Horns and the practice of “horning” underclassmen held special significance for Middlebury students in the late 1800s. “Horns were traditionally blown at class rallies and, since sports were on the rise at the end of the century, they were probably used for athletic events too,” said Andrew Wentink ’70, the curator of Special Collections in the Davis Family Library.
The surnames of all 23 members of the Class of 1890 are etched into the side of this 14-inch-long noisemaker along with this comment: “This horn was blown September 3, 1889, for the amusement of the freshmen.” But that was not the first time this particular horn was pressed into service. According to the details meticulously incised into it, the horn was also blown in October 1887 “for the amusement of the citizens of Cornwall,” and again in November 1888 at a parade honoring U.S. president Benjamin Harrison and his vice president, Levi Morton, a favorite son from Shoreham. It was sounded at a party thrown by the class orator, Burton Willard Norton, in 1889, and it was blown for President Ezra Brainerd, Class of 1864, later that same year. Was “Old Metaphysics” amused? We may never know, but if you blow into the Class of 1890’s horn today, it emits an odious sound.

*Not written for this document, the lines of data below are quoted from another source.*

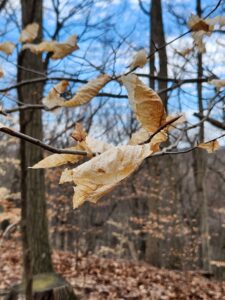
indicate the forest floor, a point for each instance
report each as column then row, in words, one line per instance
column 100, row 278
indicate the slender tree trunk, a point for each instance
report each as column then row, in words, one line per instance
column 200, row 164
column 157, row 39
column 36, row 248
column 34, row 221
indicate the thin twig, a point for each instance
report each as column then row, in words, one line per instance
column 161, row 128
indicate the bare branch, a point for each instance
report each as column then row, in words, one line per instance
column 39, row 143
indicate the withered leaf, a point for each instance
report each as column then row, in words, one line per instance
column 7, row 47
column 196, row 24
column 96, row 177
column 88, row 91
column 56, row 160
column 79, row 134
column 54, row 97
column 145, row 102
column 139, row 60
column 29, row 33
column 200, row 28
column 210, row 146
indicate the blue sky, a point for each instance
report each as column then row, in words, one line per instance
column 121, row 28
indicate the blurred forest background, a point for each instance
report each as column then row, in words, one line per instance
column 171, row 212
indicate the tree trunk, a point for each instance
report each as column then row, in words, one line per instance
column 200, row 162
column 34, row 224
column 34, row 221
column 157, row 39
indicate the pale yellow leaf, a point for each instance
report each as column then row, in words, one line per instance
column 139, row 60
column 54, row 99
column 210, row 146
column 200, row 28
column 157, row 140
column 179, row 121
column 96, row 177
column 7, row 47
column 145, row 102
column 29, row 33
column 58, row 50
column 198, row 24
column 98, row 146
column 79, row 134
column 198, row 41
column 88, row 91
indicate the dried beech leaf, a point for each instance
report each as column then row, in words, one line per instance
column 157, row 140
column 181, row 120
column 54, row 99
column 29, row 33
column 145, row 102
column 98, row 146
column 7, row 47
column 139, row 60
column 88, row 91
column 218, row 83
column 197, row 24
column 79, row 134
column 59, row 50
column 96, row 177
column 210, row 146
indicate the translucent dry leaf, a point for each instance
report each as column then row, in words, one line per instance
column 88, row 91
column 79, row 134
column 198, row 24
column 98, row 176
column 145, row 102
column 29, row 33
column 139, row 60
column 157, row 139
column 200, row 28
column 58, row 50
column 7, row 47
column 54, row 97
column 210, row 146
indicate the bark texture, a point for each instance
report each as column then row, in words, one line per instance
column 157, row 39
column 34, row 221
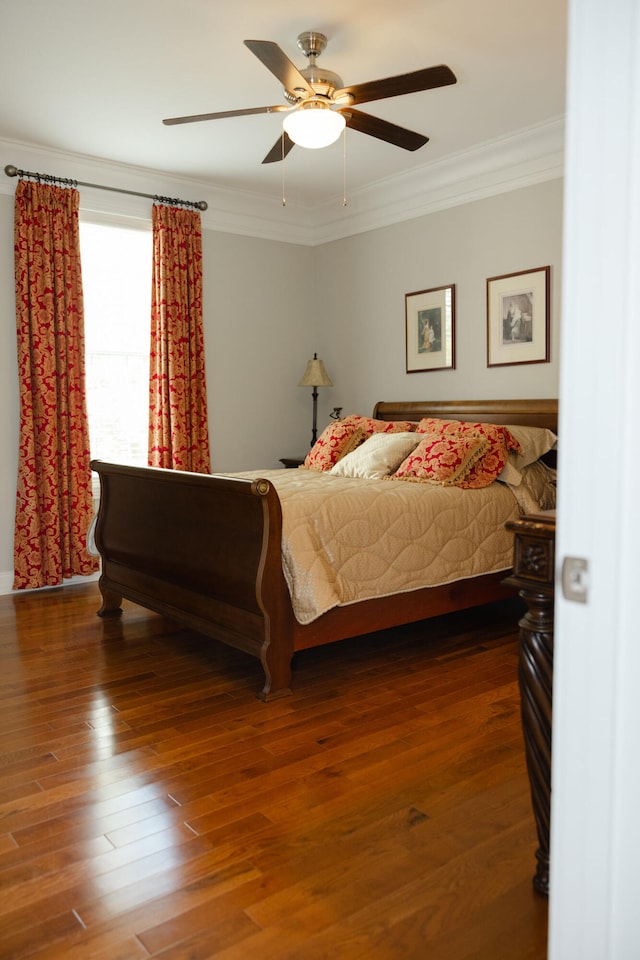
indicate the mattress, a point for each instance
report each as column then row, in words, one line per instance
column 346, row 540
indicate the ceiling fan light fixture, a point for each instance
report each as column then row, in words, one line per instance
column 314, row 126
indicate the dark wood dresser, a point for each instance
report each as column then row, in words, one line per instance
column 534, row 577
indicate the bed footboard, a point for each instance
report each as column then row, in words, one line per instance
column 203, row 550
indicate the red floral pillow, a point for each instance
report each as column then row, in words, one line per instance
column 441, row 459
column 370, row 426
column 332, row 444
column 340, row 438
column 491, row 463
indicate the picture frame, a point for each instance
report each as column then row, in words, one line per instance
column 430, row 329
column 518, row 318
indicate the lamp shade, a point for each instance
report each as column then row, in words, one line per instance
column 315, row 375
column 314, row 126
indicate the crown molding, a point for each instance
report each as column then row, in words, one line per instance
column 525, row 158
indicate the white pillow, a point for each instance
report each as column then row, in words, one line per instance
column 535, row 442
column 378, row 456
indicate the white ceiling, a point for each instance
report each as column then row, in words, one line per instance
column 97, row 78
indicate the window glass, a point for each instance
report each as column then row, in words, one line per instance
column 116, row 278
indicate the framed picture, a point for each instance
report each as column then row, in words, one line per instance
column 518, row 318
column 430, row 329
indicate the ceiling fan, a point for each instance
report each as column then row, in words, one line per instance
column 318, row 104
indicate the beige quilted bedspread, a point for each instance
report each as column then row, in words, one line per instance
column 346, row 540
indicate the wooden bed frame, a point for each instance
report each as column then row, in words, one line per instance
column 206, row 551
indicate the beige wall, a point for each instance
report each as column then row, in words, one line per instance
column 361, row 326
column 269, row 305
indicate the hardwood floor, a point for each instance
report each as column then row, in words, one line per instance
column 151, row 806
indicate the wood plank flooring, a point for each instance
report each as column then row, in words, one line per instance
column 151, row 806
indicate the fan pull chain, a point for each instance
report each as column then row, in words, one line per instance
column 344, row 167
column 284, row 199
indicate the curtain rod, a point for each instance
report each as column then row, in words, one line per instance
column 12, row 171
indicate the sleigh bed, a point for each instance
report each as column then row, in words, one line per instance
column 208, row 551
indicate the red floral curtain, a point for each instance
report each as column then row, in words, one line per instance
column 54, row 501
column 178, row 429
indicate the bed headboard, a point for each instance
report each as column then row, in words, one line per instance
column 532, row 413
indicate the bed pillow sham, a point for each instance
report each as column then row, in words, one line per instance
column 490, row 464
column 534, row 443
column 377, row 457
column 442, row 460
column 343, row 436
column 536, row 488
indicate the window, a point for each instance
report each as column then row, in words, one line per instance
column 116, row 277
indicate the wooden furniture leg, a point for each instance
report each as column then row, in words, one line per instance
column 533, row 575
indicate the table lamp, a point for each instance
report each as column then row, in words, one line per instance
column 315, row 376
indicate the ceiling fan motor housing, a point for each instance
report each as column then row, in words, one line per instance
column 324, row 82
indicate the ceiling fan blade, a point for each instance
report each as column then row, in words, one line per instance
column 426, row 79
column 278, row 63
column 383, row 130
column 279, row 108
column 283, row 146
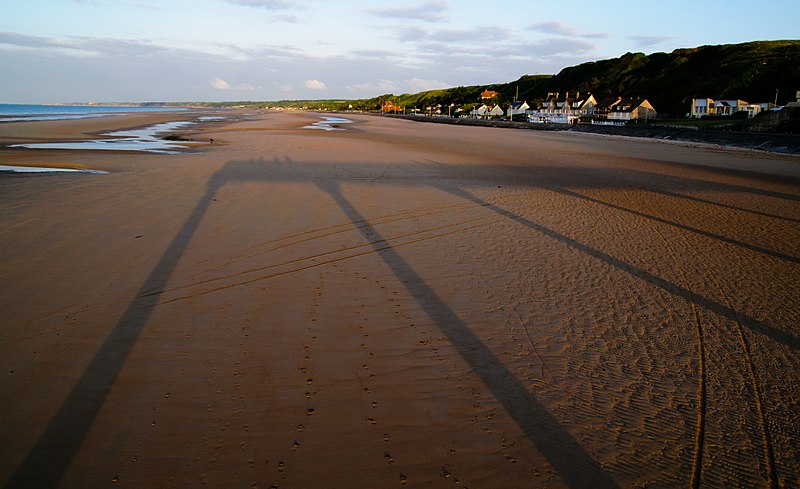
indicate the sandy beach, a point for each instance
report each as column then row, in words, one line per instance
column 397, row 304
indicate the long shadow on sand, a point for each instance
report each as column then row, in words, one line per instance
column 49, row 459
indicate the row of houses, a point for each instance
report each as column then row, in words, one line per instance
column 569, row 109
column 702, row 107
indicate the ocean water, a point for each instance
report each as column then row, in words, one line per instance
column 17, row 112
column 145, row 139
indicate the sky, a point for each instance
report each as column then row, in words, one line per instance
column 59, row 51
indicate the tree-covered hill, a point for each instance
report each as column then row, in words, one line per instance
column 751, row 71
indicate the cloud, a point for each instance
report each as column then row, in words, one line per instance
column 560, row 46
column 287, row 18
column 412, row 85
column 430, row 11
column 554, row 27
column 314, row 85
column 648, row 41
column 558, row 28
column 265, row 4
column 220, row 84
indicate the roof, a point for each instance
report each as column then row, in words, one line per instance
column 628, row 104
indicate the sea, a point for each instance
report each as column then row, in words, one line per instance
column 18, row 113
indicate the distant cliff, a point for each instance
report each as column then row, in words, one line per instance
column 751, row 71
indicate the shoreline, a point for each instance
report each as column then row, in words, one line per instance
column 80, row 133
column 764, row 142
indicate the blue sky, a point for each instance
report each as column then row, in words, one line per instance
column 189, row 50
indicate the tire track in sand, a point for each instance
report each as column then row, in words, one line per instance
column 768, row 457
column 316, row 264
column 699, row 441
column 766, row 440
column 318, row 233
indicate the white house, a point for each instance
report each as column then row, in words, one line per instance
column 632, row 108
column 517, row 108
column 728, row 107
column 567, row 110
column 701, row 107
column 481, row 111
column 496, row 111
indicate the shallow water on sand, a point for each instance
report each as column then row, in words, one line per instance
column 144, row 139
column 329, row 124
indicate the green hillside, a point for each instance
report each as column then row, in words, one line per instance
column 751, row 71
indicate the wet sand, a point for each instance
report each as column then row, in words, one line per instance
column 399, row 304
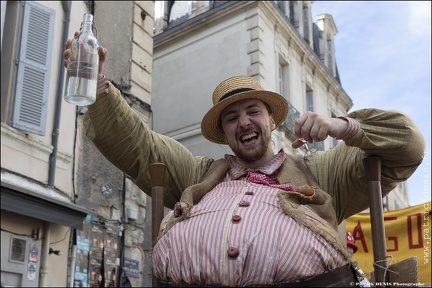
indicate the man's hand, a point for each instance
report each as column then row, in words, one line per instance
column 313, row 127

The metal instrument was donated to the College Archive by the family of Lucretius Henry Ross, Class of 1890, or perhaps by “L. H. Ross χΨ” himself. Vice president of his class, Ross went on to Harvard Medical School, became a physician, served as a trustee of the College, and passed away at the age of 91. And judging from his keepsake, he obviously enjoyed a good “horning” every now and then.